Ye Xuan hati-hati memasukkan energi alam hasil konversi itu ke tubuh Si Gendut Kecil yang sangat lemah, perlahan menyesuaikan kondisi tubuhnya.
Setelah hawa dingin dikeluarkan dari tubuh, ia menarik kembali tangannya. Tubuh Si Gendut Kecil memang terlalu lemah, jika energi alam dimasukkan terlalu banyak malah akan merusak tubuhnya.
Bagaimanapun, tidak semua yang baik harus diberikan berlebihan, harus ada takarannya, jika tidak malah akan berakibat buruk.
Setelah selesai menyehatkan tubuh Si Gendut Kecil, hari telah malam.
Artinya, Ye Xuan butuh waktu hampir lebih dari sepuluh jam untuk merawat tubuh Si Gendut Kecil!
Tak ada pilihan lain, tubuh Si Gendut Kecil benar-benar terlalu lemah, jika Ye Xuan ceroboh, akibatnya bisa fatal.
“Si Gendut Kecil, jangan khawatir, kau adalah satu-satunya keluarga Kakak Xuan di dunia ini, aku pasti akan melindungimu seumur hidup, takkan pernah membiarkanmu menderita lagi!” Ye Xuan membelai wajah Si Gendut Kecil penuh kasih, berbisik lembut.

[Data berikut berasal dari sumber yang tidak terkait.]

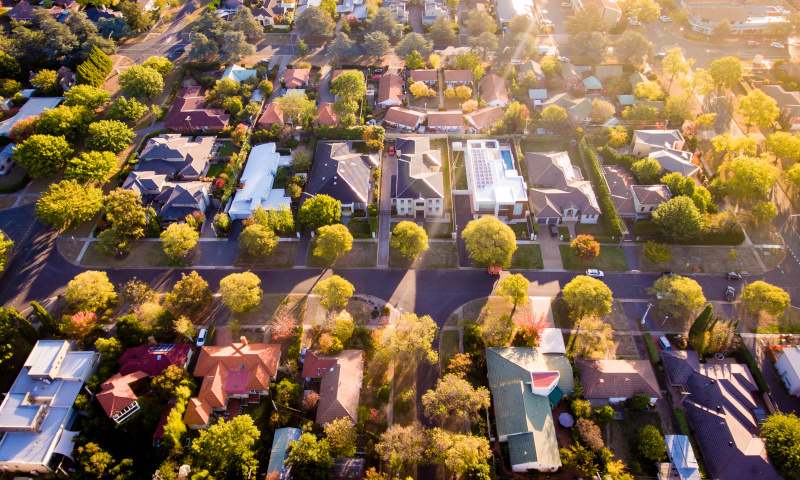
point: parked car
(595, 273)
(730, 293)
(202, 336)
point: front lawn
(611, 258)
(527, 256)
(438, 255)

Untuk menyehatkan tubuh Si Gendut Kecil, Ye Xuan menguras banyak tenaga dan kekuatan bintangnya, terpaksa ia harus menunggu sampai pulih baru bisa mengobati luka dan beku di wajah Si Gendut Kecil.
Soal rasa lapar Si Gendut Kecil, berkat energi alam, sudah tidak menjadi masalah.
Energi alam adalah energi tingkat tinggi, tak bisa dibandingkan dengan makanan biasa.
Ye Xuan tahu, dengan kemampuannya sekarang, ia belum bisa langsung menyembuhkan luka di wajah Si Gendut Kecil, membuat hatinya sangat tertekan.
“Masih kurang kuat saja!” Ye Xuan mengeluh, hasrat untuk menjadi lebih kuat semakin membara!
Pertama, ada Xu Mu yang lebih kuat darinya, lalu pemuda misterius, kemudian Xu Maoshan dan polisi wanita cantik!
Terutama pemuda misterius dan Xu Maoshan, mereka memberi tekanan dan ancaman terbesar bagi Ye Xuan, membuatnya sangat ingin menjadi lebih kuat.
Namun ia juga sadar, sekeras apa pun keinginannya, dalam waktu singkat kemampuannya takkan bisa menembus batas.
Tiba-tiba, Ye Xuan teringat, bukankah ia punya belasan botol pil? Mungkin ada pil yang bisa menyembuhkan luka atau beku di kulit.
Tanpa berpikir lama, ia segera memeriksa botol-botol itu dalam labu penelan langit.
Beberapa saat kemudian, Ye Xuan keluar dari kesadarannya dengan penuh kekecewaan, karena selain pil pembersih tubuh yang sudah diminum, dari delapan belas botol giok lainnya, ia belum mampu membuka satu pun!
“Menyebalkan, kenapa semua tak bisa dibuka?” Ye Xuan tersenyum pahit, sedikit kesal.
“Sudahlah, mungkin harus tunggu sampai kemampuanku menembus ke tingkat latihan qi, baru bisa dibuka!”
“Xu Maoshan, sebaiknya bersihkan lehermu dan tunggu aku, Ye Xuan, datang mengambilnya!” Mengingat semua ini adalah ulah Xu Maoshan, Ye Xuan ingin sekali menghancurkan tulang belulang bajingan itu, mengirim jiwanya ke neraka paling dalam!